Some improvement (76% responder rate, defined as at least 20% improvement in the summation of the three scales used) in movement disorders has been reported with the use of amantadine sulfate (42). The successful treatment of dystonia in a patient with ataxia-telangiectasia has also been reported with trihexyphenidyl (82).

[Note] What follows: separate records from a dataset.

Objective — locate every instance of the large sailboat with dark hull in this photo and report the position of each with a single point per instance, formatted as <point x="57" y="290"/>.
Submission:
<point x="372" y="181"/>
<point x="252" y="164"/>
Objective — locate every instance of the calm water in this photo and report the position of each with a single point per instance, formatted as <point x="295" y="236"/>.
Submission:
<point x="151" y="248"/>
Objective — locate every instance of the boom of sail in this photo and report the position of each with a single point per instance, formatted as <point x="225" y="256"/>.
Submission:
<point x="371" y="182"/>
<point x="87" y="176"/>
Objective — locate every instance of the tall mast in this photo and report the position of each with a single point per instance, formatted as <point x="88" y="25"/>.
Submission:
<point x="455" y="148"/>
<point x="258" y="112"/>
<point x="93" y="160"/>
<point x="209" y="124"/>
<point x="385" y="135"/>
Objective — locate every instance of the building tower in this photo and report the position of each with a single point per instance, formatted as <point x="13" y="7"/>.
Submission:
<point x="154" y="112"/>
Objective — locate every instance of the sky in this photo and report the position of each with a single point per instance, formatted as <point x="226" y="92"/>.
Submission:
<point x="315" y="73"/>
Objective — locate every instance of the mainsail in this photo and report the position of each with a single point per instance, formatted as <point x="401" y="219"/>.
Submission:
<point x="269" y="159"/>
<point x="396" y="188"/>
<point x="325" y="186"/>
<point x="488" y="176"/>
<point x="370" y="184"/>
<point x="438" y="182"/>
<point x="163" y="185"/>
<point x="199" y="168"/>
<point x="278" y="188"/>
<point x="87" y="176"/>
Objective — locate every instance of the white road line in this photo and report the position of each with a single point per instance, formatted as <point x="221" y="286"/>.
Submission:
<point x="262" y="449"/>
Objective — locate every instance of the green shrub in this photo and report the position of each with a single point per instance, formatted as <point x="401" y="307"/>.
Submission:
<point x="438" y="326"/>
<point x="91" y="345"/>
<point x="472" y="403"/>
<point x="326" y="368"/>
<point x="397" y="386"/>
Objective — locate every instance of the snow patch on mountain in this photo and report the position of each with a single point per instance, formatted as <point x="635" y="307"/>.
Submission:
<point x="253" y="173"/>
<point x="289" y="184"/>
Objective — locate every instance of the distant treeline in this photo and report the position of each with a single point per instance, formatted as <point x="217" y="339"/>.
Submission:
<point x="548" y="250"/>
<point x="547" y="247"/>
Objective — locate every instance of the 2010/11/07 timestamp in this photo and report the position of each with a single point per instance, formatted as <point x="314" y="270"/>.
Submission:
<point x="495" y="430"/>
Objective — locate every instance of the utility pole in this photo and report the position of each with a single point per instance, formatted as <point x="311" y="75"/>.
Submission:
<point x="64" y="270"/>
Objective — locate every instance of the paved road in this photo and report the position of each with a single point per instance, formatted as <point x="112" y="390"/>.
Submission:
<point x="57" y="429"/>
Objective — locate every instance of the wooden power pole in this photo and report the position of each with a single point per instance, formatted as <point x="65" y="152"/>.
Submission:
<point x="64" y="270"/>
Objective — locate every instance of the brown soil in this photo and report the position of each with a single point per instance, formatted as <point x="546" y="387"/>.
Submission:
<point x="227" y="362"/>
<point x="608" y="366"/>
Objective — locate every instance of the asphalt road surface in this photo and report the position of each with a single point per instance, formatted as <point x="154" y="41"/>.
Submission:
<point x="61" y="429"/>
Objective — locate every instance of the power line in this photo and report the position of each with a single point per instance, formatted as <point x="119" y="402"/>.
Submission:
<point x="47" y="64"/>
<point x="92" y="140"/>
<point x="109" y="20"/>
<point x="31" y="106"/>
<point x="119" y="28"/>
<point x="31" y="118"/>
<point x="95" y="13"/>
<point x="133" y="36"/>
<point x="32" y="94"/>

One case report cites short-term improvement of neurologic deficits using steroids (12). Unfortunately, improvement was temporary and typical side effects associated with exogenous steroid use were seen. A follow-up study found similar positive results with clear improvement of neurologic symptoms in five of six patients treated for 10 days with oral betamethasone (09). They found improvement not only in younger patients but also in older patients many years after onset of symptoms. They also found that the clinical benefit was inversely correlated with the degree of cerebellar atrophy. Furthermore, in a multicenter, double-blind, randomized, placebo-controlled trial, oral betamethasone reduced ataxia as measured by standardized ataxia scales (81). However, the long-term safety and effectiveness of oral steroid therapy is still being evaluated.